Asistía al espectáculo desde la última fila del tercer piso. La distancia al escenario y la perspectiva de su punto de vista contribuían, sin duda, a esa percepción de irrealidad que suele acompañar a quienes observan la luna a través de un telescopio. Pero no era solo eso. Algo había dentro de él que le hacía sentirse ajeno a lo que sucedía allí abajo.
Y cuando ella salió a escena, esa sensación se hizo aún más fuerte.
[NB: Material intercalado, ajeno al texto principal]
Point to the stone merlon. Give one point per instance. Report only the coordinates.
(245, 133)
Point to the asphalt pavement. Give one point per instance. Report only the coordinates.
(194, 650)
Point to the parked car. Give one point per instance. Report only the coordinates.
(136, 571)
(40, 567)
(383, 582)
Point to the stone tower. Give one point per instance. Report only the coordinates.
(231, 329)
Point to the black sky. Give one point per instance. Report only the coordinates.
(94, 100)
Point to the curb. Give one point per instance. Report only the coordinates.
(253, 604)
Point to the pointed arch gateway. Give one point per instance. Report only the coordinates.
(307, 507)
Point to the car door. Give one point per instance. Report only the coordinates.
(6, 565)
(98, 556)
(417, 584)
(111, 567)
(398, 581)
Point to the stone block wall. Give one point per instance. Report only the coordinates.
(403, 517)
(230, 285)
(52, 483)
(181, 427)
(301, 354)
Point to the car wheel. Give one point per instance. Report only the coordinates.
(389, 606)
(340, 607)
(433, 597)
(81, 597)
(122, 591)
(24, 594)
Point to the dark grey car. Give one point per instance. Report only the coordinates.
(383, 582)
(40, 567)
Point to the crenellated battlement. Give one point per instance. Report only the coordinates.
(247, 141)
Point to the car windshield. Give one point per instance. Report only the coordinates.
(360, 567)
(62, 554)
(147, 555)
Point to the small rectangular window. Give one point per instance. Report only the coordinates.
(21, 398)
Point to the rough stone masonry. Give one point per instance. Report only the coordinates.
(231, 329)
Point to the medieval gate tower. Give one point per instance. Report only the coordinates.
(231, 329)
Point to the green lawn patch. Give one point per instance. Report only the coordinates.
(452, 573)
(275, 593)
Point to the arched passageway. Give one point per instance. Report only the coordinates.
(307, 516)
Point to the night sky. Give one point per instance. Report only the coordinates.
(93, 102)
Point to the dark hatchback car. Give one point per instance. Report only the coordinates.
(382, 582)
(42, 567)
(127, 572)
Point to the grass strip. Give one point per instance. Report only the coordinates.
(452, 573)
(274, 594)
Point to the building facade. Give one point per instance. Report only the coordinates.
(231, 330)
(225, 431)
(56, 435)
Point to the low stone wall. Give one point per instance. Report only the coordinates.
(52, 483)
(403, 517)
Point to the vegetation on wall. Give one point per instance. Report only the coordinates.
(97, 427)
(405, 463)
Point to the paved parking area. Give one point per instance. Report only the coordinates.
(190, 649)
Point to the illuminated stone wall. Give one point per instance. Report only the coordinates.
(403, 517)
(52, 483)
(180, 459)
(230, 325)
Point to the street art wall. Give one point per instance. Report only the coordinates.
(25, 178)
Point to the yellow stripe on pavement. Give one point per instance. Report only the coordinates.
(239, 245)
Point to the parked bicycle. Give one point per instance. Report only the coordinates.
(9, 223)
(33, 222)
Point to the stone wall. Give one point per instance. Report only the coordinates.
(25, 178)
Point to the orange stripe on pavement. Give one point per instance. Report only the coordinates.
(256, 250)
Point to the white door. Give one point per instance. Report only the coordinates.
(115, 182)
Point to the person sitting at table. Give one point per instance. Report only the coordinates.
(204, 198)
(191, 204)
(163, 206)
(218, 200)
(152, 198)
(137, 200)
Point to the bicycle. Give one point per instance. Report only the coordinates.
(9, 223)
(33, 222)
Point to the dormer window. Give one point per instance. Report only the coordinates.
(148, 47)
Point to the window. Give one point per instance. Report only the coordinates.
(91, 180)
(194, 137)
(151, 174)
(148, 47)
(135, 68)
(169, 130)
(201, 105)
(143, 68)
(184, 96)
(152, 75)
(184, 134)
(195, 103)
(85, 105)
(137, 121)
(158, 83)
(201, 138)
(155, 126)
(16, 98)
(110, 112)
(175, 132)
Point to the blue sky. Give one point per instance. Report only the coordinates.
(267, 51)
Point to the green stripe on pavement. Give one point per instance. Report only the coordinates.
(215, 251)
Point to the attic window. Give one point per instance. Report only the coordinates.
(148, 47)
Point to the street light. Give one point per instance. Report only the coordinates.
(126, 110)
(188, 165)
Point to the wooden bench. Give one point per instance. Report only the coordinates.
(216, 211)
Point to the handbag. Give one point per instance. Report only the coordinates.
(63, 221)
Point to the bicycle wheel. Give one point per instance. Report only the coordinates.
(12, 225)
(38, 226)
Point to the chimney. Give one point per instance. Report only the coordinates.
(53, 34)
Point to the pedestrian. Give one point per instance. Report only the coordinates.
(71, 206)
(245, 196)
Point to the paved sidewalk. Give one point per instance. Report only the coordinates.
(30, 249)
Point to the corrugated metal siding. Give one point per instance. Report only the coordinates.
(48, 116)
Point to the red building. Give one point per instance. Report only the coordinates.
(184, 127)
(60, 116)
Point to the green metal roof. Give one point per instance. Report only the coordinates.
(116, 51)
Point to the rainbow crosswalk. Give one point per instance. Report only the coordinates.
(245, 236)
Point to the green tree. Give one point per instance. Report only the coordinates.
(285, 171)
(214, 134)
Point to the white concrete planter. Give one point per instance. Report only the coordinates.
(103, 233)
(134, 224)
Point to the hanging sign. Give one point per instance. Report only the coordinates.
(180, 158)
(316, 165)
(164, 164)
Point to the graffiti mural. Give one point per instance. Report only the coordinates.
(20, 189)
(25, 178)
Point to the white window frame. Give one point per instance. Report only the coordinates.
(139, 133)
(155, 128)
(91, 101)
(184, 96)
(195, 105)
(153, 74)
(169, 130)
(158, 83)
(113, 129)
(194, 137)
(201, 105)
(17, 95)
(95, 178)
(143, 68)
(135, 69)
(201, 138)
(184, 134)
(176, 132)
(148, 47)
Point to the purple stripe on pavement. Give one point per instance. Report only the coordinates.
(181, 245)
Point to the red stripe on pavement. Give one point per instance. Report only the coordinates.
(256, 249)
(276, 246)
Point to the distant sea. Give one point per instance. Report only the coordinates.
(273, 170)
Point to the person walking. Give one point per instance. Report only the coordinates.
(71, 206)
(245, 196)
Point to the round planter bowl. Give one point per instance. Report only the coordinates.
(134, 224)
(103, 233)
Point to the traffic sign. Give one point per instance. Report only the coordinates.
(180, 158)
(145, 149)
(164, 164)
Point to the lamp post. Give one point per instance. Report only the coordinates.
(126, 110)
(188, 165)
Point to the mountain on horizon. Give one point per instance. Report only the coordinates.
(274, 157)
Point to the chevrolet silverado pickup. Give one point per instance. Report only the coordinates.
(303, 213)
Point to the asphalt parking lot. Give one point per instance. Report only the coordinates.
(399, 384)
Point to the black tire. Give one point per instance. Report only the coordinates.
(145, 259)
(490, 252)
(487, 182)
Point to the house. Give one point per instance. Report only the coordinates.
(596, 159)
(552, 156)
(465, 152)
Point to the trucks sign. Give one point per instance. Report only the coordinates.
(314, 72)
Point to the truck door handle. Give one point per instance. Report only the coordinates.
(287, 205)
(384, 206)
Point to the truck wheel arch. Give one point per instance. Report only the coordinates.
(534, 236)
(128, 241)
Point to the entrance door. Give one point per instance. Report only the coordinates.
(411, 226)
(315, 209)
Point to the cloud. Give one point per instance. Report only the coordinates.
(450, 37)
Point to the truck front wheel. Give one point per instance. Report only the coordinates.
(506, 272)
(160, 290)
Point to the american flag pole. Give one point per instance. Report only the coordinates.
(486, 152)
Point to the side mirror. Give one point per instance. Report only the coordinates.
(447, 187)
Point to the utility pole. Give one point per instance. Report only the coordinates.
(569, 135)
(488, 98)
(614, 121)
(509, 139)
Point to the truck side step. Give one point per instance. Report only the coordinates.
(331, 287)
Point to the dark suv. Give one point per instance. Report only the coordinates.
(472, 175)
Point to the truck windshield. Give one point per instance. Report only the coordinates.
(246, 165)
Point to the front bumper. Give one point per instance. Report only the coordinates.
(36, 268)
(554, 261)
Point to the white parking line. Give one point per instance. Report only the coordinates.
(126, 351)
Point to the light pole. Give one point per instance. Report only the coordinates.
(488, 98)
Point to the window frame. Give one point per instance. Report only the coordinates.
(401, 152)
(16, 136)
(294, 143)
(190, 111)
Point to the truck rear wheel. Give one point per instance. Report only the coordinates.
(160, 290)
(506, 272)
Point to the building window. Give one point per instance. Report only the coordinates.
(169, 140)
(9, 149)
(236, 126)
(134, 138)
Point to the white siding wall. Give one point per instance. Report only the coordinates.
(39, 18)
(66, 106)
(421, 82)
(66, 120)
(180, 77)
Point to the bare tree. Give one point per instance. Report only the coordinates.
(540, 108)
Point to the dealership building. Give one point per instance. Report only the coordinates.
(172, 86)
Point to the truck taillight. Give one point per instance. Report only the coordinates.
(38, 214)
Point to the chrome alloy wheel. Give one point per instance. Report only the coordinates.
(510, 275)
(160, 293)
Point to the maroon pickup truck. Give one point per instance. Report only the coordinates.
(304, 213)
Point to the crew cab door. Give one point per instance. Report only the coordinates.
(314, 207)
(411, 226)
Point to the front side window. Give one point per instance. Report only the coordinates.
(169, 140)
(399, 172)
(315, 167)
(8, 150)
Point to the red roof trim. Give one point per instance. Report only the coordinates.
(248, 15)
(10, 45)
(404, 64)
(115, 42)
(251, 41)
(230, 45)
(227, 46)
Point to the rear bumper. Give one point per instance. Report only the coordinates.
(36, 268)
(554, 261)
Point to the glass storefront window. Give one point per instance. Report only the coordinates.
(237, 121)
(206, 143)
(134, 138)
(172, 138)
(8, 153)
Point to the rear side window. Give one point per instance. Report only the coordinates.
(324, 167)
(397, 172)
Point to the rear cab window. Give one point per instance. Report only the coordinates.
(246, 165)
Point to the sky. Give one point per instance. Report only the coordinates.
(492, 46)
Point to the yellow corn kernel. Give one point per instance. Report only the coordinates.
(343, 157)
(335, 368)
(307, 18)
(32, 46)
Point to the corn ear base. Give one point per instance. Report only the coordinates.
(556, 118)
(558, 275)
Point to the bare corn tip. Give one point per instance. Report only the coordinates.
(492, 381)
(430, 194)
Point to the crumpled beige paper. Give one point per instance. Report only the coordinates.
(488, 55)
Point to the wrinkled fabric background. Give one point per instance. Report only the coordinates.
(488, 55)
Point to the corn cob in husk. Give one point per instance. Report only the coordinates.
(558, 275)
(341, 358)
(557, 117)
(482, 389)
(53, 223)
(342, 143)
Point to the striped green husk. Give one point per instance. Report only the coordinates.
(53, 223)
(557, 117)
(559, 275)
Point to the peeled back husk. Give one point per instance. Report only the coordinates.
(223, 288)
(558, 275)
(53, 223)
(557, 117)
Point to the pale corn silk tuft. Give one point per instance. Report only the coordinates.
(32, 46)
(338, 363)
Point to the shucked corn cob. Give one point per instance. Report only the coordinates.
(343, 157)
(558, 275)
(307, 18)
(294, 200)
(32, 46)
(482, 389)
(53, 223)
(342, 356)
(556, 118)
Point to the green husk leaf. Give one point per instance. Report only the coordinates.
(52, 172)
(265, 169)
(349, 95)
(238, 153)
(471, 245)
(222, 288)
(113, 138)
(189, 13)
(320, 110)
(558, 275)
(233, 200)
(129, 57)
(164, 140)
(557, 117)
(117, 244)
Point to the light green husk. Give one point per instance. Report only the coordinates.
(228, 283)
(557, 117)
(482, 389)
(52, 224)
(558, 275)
Allí estaba Ruth: sonriendo mecánicamente a su público; saludando al mundo con la mano; insinuando, incluso, un ligero baile...
Su cada vez más rubia media melena apenas se movía, pese al balanceo; y sus gafas de atrezzo (de marca cara, pero atrezzo, al fin y al cabo) protegían su mirada del riesgo de esa contaminación visual que siempre temen algunas mujeres que se consideran divinas o, cuando menos, estupendas.
Paul, desde su butaca de la última fila del tercer piso, la miraba, con intención de sentir algo, una mínima emoción, cualquier cosa digna de ser tenida en cuenta. Pero solo notó una ausencia difusa, apenas sensible. Y es que, a veces, no se siente ni el vacío.
¿Cómo era posible eso?, se preguntó Paul. Sin embargo, la segunda vez que Ruth subió al escenario, comprendió que la veía con la enajenación anímica de quien mira a un maniquí de escaparate. Esa misma tarde, Paul se había detenido ante la gran vitrina de una exclusiva tienda de Bond Street y esas elegantes y delgadísimas muñecas, cada vez más estilizadas y andrógenas, que decoran las principales calles en las que se concentra la moda de lujo, le habían generado la misma leve desazón que ahora parecía ocupar su pecho. Ni siquiera sentía nada.
Es normal, por tanto, que Paul estuviese preocupado (no muy preocupado, claro, pero sí un poco preocupado). No sentir nada cuando ves a una persona que, supuestamente, ha tenido un papel significativo en tu vida tiene, al menos, algo de reconfortante ("Antes la odiaba, pero ya no siento nada por ella" o "La quise mucho y ya no significa nada en mi vida", son alternativas razonables que suelen ayudar mucho a estabilizar anímicamente a quienes así lo experimentan). Por el contrario, tener una sensación de enajenación sensitiva es un tanto alarmante.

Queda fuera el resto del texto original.